I <3 Be
They just seem decent, they're aimed squarely at people that want a fast connection and no limits and aren't going to be on the phone asking why their google stopped working.
This is cool. I must try and get on the next round.
In the wake of Virgin Media's 50Mbit/s launch yesterday, O2-owned Be Broadband is pushing copper wires to their limits by trialling technology that will double bandwidth available via ADSL2+. The ISP has been trialling the service with customers connected to the BT Paddington exchange in London since September. Triallists' …
I'm no fan of Virgin by any stretch but this latest by BE is somewhat specious in its description. ADSL2+ with bonding, or without, will at best deliver an "up to" top speed of whatever the ISP decides to try and sell on.
By direct comparison the cable technology delivered by Virgin delivers what it says on the tin. Cable broadband, as deployed by the former Telewest and parts of NTL that did not resort to ADSL, will deliver the advertised speeds without any notion of "up to". That Virgin then decide to control the available bandwidth is another matter altogether.
I'm on Be and can confirm that I get about 12Mbit/s download consistently.
(And a slightly higher "sync" rate)
That's compared to virgin who had a consistent sync rate of around 8Mbit and a download speed of around 128Kbit/s or less in the evening. Normally around 3AM (not really peak surfing time) I'd get the full 8M. When I complained to support people I was told to patch windows (even though I had the same issues on Mac and various Unices) , then to install anti spyware/virus software etc. then ignored.
Be give you a day of discount when it's your birthday and have proactively warned me about planned maintenance that might affect me. The only minor problem I had with Be was dealt with by a person not a robot and a person with a bit of understanding as well.
And in case you're wondering, I work for a competitor who would give me a free broadband package, but I'd rather pay Be for it.
Be do seem to be a refreshing change to the norm of ISP's... they acknowledge when they have issues, have support staff that actually seem to know what they're on about *shock* and above all provide a truly uncapped and fast service!
16meg down 1 meg up for £16 pcm, uncapped, can't complain at that!
very interested to see if this bondage (is that obscene ?) kicks off, and for how much.

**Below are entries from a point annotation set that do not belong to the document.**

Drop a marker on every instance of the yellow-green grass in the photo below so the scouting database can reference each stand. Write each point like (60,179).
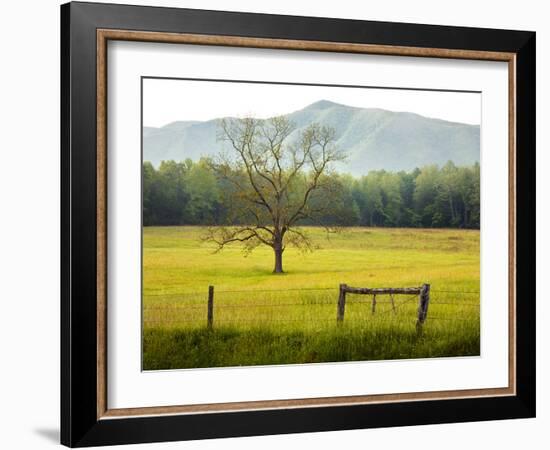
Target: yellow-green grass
(262,318)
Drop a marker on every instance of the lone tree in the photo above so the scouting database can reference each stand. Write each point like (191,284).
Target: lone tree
(273,182)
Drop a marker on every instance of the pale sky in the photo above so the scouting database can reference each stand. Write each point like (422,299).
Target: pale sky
(166,101)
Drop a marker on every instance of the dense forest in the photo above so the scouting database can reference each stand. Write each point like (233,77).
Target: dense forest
(189,193)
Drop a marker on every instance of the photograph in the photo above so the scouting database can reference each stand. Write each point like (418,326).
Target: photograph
(300,223)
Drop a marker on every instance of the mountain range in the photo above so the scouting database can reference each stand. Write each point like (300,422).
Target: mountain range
(372,138)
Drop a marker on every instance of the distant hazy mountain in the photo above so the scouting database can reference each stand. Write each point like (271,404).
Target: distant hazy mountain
(372,138)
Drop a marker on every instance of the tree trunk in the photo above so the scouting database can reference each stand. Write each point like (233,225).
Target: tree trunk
(278,250)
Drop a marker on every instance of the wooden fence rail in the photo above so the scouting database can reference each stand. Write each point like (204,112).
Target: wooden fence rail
(423,292)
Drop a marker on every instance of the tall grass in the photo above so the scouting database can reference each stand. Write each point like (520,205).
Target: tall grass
(261,318)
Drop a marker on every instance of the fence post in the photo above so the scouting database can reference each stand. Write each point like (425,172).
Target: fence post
(341,303)
(423,306)
(210,314)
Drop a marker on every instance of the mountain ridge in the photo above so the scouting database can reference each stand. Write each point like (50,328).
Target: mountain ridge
(373,138)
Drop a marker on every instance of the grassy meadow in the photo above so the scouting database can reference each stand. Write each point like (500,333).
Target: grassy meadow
(261,318)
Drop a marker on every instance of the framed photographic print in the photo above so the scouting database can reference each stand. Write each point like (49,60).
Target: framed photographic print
(277,224)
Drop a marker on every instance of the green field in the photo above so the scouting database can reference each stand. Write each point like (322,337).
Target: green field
(262,318)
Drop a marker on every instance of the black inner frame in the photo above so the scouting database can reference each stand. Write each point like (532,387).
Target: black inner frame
(79,423)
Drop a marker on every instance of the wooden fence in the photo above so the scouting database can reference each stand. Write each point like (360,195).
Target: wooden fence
(423,293)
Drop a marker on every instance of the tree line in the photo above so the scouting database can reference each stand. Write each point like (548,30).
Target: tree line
(191,193)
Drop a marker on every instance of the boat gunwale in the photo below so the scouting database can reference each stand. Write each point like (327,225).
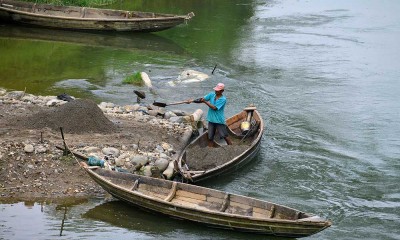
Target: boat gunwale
(325,223)
(172,17)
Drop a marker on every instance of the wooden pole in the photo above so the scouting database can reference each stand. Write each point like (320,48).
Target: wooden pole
(214,68)
(66,151)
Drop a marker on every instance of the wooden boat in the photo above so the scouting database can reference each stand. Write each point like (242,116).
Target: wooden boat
(211,207)
(84,18)
(245,145)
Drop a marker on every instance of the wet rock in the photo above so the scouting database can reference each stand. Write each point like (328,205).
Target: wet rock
(139,159)
(110,151)
(41,149)
(15,94)
(29,148)
(89,150)
(161,164)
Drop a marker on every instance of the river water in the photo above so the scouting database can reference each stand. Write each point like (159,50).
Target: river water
(324,75)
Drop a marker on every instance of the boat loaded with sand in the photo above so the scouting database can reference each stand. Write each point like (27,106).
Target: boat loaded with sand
(245,131)
(85,18)
(207,206)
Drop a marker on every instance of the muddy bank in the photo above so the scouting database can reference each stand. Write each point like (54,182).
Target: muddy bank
(33,169)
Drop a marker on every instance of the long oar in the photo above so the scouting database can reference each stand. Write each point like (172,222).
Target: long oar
(161,104)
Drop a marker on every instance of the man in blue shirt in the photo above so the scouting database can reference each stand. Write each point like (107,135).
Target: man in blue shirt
(215,116)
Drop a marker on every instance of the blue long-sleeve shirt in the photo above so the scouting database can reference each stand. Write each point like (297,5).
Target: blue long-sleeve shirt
(216,116)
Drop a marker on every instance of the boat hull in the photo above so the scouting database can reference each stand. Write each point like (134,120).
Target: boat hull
(239,161)
(286,228)
(89,19)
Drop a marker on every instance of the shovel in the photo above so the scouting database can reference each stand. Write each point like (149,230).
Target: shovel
(161,104)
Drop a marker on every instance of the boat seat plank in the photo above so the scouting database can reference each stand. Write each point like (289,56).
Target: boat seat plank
(135,185)
(214,200)
(186,194)
(152,194)
(187,202)
(83,12)
(156,189)
(172,193)
(225,203)
(188,199)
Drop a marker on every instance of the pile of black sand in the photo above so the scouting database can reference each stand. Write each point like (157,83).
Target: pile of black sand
(198,158)
(78,116)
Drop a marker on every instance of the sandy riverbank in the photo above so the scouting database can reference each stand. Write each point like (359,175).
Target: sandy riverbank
(33,169)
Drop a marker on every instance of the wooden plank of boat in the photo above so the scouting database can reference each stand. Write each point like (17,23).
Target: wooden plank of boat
(197,163)
(84,18)
(208,206)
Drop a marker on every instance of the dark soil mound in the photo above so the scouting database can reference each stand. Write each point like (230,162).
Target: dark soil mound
(78,116)
(198,158)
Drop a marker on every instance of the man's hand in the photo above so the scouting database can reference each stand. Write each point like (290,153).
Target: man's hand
(198,100)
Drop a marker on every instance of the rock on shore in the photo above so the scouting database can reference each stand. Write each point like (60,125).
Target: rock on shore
(32,168)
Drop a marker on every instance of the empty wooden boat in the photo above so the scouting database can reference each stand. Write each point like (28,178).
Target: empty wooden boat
(198,162)
(85,18)
(211,207)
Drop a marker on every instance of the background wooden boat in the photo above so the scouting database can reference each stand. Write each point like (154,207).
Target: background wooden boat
(208,206)
(252,141)
(83,18)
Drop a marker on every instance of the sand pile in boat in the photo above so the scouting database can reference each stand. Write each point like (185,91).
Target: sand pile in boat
(78,116)
(198,158)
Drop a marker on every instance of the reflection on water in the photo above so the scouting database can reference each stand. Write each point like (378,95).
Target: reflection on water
(106,220)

I joined Be* over a year ago. I joined mainly for the download speeds, but also because I had heard they had great customer service, they listened to suggestions, and pretty much treated it like a democratic club, with every member having a say.
And they were right. I revelled in my new-found ISP, who didnt expect you to recheck all the basic points when you phones for support, who you rarely HAD to phone for support. The usergroup was great, and I was in internet heaven.

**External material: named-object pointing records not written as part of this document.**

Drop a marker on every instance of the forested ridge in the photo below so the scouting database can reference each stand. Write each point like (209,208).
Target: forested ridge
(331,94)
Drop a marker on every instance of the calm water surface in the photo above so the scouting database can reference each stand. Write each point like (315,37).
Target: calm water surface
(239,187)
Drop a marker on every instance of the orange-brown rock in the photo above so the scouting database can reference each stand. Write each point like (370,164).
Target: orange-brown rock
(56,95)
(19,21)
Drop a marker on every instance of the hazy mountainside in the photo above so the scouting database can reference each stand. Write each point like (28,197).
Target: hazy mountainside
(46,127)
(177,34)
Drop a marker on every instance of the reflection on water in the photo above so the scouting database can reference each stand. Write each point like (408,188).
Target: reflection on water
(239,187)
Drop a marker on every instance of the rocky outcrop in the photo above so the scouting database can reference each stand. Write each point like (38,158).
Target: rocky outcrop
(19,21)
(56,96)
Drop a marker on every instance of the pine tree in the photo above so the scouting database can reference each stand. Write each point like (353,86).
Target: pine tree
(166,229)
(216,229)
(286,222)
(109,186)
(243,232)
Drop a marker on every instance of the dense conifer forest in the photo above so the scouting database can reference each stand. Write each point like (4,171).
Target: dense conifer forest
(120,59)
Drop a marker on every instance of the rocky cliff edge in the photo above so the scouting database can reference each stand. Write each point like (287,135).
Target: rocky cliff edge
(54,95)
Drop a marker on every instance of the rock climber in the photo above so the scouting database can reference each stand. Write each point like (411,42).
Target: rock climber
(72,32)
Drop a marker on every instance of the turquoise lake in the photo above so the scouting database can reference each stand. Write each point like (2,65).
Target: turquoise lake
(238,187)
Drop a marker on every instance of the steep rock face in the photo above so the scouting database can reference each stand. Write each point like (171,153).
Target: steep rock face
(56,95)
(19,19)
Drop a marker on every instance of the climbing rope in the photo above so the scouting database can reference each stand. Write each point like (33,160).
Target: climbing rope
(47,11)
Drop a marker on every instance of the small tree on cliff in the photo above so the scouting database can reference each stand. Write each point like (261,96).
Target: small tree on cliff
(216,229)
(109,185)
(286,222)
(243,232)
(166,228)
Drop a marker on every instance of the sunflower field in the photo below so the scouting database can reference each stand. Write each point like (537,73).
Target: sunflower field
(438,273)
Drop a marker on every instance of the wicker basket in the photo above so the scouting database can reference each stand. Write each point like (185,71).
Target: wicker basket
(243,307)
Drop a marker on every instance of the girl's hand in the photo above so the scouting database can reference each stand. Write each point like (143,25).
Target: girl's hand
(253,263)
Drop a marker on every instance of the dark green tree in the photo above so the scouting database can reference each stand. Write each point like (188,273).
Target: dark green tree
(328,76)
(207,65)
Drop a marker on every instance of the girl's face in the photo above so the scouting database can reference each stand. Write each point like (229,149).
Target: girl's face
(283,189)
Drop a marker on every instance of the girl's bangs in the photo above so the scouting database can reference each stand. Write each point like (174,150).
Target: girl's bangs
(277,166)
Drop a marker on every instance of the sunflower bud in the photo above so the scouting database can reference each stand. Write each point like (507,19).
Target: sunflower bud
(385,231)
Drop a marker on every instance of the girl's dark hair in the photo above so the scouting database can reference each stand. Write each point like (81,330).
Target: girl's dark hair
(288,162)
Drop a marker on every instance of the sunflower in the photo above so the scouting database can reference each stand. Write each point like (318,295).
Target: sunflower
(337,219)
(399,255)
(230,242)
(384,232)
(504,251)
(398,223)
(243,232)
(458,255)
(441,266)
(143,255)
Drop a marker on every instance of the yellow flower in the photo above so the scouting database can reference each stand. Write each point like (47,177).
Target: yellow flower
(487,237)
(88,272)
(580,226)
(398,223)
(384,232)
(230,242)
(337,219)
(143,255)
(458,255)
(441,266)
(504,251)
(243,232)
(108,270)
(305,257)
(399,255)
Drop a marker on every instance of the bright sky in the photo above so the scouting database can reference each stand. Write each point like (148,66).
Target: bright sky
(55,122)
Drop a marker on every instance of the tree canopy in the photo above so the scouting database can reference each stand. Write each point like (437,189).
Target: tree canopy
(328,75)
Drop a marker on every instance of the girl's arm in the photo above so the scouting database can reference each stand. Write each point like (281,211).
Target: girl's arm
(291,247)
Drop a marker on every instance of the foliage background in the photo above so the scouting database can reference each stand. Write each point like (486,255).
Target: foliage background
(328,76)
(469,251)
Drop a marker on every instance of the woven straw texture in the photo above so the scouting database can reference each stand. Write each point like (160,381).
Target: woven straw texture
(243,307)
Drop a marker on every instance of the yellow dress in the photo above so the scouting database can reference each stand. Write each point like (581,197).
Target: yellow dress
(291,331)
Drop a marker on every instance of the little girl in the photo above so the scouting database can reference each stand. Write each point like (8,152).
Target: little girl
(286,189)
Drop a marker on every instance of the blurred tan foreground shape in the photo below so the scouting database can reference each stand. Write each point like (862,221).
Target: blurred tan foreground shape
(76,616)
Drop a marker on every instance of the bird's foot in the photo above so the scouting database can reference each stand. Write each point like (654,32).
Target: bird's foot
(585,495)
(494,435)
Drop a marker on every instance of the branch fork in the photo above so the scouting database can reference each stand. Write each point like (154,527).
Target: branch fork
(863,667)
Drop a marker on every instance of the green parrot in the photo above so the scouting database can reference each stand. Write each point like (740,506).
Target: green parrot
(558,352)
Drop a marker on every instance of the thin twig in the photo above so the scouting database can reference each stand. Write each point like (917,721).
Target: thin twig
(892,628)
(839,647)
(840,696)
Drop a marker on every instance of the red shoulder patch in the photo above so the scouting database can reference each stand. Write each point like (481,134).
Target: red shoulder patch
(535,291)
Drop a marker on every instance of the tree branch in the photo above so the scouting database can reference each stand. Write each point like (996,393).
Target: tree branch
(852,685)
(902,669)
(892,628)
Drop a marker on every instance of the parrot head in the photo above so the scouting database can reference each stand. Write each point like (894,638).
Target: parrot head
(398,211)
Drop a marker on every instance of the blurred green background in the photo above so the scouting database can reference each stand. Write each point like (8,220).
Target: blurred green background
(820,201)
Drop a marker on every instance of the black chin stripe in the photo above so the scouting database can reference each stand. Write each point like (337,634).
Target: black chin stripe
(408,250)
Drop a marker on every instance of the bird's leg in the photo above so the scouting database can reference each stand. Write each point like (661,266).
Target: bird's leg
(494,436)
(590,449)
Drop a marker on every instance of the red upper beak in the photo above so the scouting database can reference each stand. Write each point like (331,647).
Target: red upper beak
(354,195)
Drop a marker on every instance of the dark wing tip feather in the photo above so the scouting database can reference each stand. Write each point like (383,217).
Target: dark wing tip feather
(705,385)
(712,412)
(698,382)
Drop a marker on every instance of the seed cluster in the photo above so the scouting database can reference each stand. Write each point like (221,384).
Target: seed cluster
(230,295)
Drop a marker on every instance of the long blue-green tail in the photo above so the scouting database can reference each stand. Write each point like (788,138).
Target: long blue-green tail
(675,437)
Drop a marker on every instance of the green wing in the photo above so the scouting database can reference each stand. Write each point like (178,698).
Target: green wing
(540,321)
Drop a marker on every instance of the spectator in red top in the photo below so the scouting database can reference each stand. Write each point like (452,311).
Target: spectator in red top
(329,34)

Then along came O2. It did not happen overnight, but now we find that Be* is not as it once was. They must answer to O2 about everything. A good example is the recent IWF-Wikipedia debacle. Rather than the debate and discussion we used to get we Be staff, we got fed marketting PR bull and a complete lack of interest in our opinions. This was at least partially down to O2 insisting they do thin gs a particular way. Wellcome to standard ISP practice.
IMO the only good reason to be with Be now is the speed, and you can get that cheaper through O2 if you have an O2 mobile. I am extremely disappointed in them, although not surprised. Just bear this in mind if you are considering joining for any reason but the speed.

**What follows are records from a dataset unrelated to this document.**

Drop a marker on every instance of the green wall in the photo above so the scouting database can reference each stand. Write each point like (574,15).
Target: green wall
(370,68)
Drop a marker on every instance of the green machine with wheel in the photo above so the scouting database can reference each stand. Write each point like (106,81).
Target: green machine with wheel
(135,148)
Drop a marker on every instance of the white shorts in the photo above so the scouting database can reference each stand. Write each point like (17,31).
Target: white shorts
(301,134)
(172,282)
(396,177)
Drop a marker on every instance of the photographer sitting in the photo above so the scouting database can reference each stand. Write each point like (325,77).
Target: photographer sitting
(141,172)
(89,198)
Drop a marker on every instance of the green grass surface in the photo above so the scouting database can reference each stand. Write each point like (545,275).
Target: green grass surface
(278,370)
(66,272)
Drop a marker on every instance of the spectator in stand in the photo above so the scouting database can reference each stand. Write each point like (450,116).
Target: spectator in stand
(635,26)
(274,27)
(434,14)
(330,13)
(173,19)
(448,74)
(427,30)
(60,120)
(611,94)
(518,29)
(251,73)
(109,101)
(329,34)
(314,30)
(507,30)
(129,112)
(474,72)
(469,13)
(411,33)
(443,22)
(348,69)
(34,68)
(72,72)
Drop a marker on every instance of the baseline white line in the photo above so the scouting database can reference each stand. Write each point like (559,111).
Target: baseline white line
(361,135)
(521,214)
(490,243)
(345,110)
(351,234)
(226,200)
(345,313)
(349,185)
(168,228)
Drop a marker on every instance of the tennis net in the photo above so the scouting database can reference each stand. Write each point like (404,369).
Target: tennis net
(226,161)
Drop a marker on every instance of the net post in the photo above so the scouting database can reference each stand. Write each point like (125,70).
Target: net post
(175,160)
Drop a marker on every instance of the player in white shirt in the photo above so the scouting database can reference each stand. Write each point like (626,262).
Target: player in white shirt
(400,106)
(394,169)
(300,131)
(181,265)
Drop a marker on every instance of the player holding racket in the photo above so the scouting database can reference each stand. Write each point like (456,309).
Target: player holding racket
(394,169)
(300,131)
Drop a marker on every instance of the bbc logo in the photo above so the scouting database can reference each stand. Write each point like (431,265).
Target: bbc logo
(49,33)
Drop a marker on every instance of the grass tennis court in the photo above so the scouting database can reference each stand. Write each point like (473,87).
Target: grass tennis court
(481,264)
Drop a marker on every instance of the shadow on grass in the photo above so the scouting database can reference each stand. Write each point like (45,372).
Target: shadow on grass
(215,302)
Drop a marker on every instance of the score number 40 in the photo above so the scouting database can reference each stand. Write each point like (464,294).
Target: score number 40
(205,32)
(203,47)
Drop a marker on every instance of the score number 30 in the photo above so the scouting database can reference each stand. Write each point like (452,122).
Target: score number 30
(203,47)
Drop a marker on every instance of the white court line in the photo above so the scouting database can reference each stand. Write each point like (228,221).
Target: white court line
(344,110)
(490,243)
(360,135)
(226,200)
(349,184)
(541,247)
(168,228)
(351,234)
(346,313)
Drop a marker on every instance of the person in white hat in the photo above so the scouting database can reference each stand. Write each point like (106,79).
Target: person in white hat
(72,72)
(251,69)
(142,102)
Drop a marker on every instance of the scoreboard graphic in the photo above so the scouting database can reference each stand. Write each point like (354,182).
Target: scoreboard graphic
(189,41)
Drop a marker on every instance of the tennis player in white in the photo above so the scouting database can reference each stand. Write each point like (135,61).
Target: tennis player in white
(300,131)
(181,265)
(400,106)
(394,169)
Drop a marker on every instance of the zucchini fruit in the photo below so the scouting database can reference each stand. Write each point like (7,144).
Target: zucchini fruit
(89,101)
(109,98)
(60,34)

Who pays for the two phone lines? Does it mean you end up paying two BT line rentals ontop of what is probably going to be an expensive ISP charge?
And by 'new', does this mean proper new copper wires from the exchange to your house, because BT usualy just use existing cables. If they're using existing cables then surely you only need to have one new phone line fitted?
But, if you only get 7mbps with Be due to the quality of BT's line, then isn't it likely that a second line will also get about 7mbps, and so you're going to end up paying a fortune for a connection that isn't even close to 24mbps, let alone 50.
I've been a BE* customer for quite a while, and while thrashing the nuts off their service 24/7 I've hardly had any issues at all (those which have occurred, few and far between, have been service upgrades...)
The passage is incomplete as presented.